Unveiling Uniform Shifted Power Law in Stochastic Human and Autonomous Driving Behavior

Abstract

Accurately simulating rare but safety-critical driving behaviors is essential for the evaluation and certification of autonomous vehicles (AVs). However, current models often fail to reproduce realistic collision rates when calibrated on real-world data, largely due to inadequate representation of long-tailed behavioral distributions. Here, we uncover a simple yet unifying shifted power law that robustly characterizes the stochasticity of both human-driven vehicle (HV) and AV behaviors, especially in the long-tail regime. The model adopts a parsimonious analytical form with only one or two parameters, enabling efficient calibration even under data sparsity.

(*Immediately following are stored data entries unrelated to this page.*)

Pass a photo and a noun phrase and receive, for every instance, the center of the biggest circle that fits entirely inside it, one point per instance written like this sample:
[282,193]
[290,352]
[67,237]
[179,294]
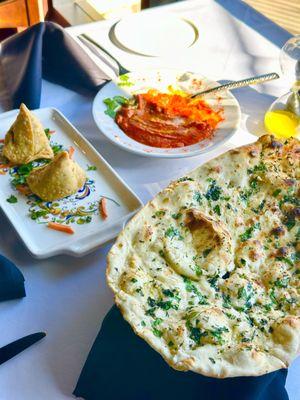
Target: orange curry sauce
[168,120]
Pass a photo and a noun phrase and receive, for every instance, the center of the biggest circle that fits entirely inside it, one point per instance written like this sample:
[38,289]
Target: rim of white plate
[111,130]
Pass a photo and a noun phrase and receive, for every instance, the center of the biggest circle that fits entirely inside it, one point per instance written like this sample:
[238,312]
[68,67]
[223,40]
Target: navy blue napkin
[122,366]
[46,51]
[11,281]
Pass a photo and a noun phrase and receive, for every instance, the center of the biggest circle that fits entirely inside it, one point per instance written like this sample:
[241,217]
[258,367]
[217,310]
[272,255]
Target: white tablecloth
[68,297]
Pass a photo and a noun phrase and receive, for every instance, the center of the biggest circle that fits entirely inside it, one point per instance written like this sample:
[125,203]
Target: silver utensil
[91,44]
[238,84]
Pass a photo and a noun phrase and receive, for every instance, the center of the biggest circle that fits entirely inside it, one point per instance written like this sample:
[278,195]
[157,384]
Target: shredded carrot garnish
[60,227]
[71,151]
[23,189]
[103,208]
[181,105]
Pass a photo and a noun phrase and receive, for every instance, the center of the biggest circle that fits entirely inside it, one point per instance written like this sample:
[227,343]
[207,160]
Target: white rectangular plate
[43,242]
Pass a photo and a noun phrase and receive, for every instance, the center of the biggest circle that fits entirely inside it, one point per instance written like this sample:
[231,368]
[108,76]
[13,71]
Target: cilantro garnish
[112,104]
[213,192]
[12,199]
[124,81]
[248,233]
[172,233]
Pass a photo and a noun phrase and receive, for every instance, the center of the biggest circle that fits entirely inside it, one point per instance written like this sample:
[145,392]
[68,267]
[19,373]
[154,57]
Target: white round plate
[155,35]
[140,82]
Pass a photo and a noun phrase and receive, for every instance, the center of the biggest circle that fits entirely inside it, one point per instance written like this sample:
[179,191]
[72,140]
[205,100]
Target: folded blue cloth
[122,366]
[11,281]
[46,51]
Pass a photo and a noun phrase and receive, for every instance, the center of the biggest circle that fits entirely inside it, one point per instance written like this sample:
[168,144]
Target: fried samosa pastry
[26,139]
[58,179]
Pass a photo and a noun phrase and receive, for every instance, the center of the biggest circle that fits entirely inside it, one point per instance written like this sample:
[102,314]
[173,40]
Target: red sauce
[168,120]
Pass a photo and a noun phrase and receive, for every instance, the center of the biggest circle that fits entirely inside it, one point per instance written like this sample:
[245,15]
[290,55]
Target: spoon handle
[86,38]
[237,84]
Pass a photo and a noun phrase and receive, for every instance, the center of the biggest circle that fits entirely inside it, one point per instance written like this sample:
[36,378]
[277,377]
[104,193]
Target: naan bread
[26,139]
[58,179]
[208,272]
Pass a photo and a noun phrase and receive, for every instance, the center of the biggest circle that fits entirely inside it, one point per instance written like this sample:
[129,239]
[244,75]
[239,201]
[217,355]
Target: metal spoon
[91,44]
[237,84]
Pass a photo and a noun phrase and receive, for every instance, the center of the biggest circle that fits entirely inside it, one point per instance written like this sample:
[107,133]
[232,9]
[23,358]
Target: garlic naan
[208,272]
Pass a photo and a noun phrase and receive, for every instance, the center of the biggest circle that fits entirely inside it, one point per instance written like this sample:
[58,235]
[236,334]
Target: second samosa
[58,179]
[26,140]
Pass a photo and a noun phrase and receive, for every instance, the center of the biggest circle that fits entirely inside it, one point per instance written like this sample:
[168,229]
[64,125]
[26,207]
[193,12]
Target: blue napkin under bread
[122,366]
[11,280]
[46,51]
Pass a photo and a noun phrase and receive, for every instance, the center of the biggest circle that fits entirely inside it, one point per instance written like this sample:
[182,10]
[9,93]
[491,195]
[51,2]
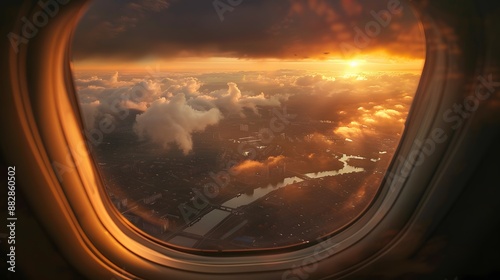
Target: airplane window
[245,125]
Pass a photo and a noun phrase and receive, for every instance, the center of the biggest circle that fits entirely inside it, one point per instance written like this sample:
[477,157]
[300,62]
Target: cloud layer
[131,29]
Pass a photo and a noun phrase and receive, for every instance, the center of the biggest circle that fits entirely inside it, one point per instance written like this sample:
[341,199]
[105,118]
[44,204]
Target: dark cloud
[254,29]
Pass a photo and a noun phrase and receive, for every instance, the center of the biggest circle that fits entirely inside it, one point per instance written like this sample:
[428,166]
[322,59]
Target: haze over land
[270,124]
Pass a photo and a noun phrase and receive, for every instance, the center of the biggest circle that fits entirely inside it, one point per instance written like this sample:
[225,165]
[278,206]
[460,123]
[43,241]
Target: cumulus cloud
[176,106]
[250,167]
[232,101]
[173,121]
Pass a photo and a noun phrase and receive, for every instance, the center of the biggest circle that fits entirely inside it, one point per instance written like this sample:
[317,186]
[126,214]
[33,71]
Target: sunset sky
[262,35]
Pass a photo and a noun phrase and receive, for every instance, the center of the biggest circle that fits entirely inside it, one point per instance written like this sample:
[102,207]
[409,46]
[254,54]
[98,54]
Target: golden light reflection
[368,63]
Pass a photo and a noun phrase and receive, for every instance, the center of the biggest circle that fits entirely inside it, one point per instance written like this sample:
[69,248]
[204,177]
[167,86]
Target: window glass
[236,125]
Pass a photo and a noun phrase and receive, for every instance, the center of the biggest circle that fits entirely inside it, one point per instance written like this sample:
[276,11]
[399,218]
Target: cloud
[173,121]
[232,102]
[131,30]
[250,167]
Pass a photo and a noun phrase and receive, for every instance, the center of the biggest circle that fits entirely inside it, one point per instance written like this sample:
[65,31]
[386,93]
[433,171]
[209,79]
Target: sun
[354,63]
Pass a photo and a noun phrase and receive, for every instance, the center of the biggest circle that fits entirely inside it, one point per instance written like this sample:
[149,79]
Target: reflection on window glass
[236,125]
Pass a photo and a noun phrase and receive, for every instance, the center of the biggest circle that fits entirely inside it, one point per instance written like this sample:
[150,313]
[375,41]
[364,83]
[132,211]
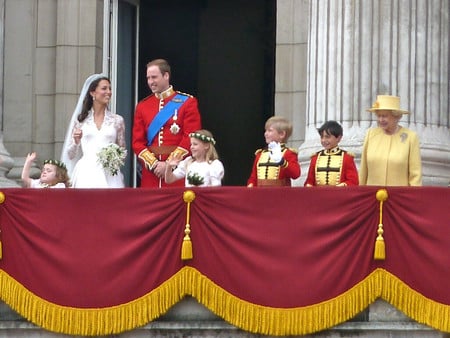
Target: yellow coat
[391,160]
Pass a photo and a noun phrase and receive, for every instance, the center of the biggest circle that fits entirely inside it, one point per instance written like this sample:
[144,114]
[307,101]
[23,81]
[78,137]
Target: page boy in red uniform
[276,164]
[332,165]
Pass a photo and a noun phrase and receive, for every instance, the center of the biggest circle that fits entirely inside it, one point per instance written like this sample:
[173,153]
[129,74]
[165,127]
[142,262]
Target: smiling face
[199,149]
[387,121]
[272,134]
[157,82]
[48,174]
[102,93]
[329,141]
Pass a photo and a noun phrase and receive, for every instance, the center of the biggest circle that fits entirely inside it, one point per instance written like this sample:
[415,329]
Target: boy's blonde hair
[280,124]
[62,175]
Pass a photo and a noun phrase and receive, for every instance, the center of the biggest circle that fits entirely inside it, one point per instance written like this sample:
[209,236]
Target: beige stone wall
[51,46]
[291,65]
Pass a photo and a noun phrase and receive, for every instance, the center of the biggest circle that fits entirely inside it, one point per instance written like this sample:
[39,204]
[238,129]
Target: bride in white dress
[92,127]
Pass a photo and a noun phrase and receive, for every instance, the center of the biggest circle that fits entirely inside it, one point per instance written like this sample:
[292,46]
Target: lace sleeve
[73,150]
[120,127]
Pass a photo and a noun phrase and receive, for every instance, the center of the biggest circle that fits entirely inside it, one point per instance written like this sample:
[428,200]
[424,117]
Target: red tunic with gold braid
[334,167]
[268,173]
[173,135]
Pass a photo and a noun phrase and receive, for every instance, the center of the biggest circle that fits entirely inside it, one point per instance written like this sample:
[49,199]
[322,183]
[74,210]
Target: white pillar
[6,162]
[358,49]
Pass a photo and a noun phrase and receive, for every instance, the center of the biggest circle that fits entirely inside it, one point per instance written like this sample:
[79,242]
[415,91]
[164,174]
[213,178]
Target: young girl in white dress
[53,174]
[203,168]
[93,127]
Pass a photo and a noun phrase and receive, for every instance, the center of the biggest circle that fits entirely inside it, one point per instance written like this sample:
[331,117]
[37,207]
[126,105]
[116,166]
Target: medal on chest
[175,128]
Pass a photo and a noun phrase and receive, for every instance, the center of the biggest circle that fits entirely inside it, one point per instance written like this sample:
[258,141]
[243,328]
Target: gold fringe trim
[247,316]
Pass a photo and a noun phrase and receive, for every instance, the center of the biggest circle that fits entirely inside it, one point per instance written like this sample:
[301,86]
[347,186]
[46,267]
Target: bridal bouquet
[112,157]
[195,179]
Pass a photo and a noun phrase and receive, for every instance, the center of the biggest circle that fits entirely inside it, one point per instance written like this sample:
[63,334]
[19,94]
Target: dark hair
[332,128]
[162,64]
[88,101]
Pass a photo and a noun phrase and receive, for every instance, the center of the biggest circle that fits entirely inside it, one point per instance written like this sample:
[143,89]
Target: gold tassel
[380,246]
[186,247]
[2,200]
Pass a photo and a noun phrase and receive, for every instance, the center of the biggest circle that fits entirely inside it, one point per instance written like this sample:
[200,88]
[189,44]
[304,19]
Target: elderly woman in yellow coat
[391,153]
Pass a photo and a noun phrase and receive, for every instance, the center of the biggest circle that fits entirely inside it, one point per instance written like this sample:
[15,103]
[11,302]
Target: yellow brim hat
[387,102]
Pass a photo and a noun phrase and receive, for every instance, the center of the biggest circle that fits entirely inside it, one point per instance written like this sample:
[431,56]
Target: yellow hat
[387,102]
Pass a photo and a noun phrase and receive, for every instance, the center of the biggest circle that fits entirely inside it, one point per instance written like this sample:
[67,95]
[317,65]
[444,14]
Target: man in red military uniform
[162,123]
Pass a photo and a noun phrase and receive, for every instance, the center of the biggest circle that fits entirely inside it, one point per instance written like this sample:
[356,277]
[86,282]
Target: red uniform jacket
[264,170]
[187,119]
[336,167]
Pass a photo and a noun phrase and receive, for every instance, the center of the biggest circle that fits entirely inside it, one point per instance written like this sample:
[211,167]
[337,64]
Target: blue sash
[164,115]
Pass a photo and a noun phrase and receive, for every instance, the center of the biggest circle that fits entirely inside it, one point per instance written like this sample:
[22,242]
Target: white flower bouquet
[112,158]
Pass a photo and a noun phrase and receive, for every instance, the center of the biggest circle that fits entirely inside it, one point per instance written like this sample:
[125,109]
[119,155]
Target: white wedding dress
[87,172]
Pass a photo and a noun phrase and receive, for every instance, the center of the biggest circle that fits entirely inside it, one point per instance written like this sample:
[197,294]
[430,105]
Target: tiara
[57,163]
[203,138]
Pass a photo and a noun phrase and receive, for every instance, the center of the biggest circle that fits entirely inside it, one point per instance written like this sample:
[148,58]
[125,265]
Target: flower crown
[203,138]
[57,163]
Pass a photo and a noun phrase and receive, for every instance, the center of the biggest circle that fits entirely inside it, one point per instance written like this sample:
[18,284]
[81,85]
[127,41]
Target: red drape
[281,248]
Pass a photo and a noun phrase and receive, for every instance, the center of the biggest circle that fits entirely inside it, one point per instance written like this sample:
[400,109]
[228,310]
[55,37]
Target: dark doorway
[222,52]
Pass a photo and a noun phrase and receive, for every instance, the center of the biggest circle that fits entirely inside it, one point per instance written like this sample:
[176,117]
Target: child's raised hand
[30,157]
[174,159]
[275,151]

Analyzing large-scale, micro-level trajectory data from global HV and AV datasets, the shifted power law achieves an average R2 of 0.97 and a nearly identical tail distribution, uniformly fits both frequent behaviors and rare safety-critical deviations, significantly outperforming existing Gaussian-based baselines. When integrated into an agent-based traffic simulator, it enables forward-rolling simulations that reproduce realistic crash patterns for both HVs and AVs, achieving rates consistent with real-world statistics and improving the fidelity of safety assessment without post hoc correction. This discovery offers a unified and data-efficient foundation for modeling high-risk behavior and improves the fidelity of simulation-based safety assessments for mixed AV/HV traffic. The shifted power law provides a promising path toward simulation-driven validation and global certification of AV technologies.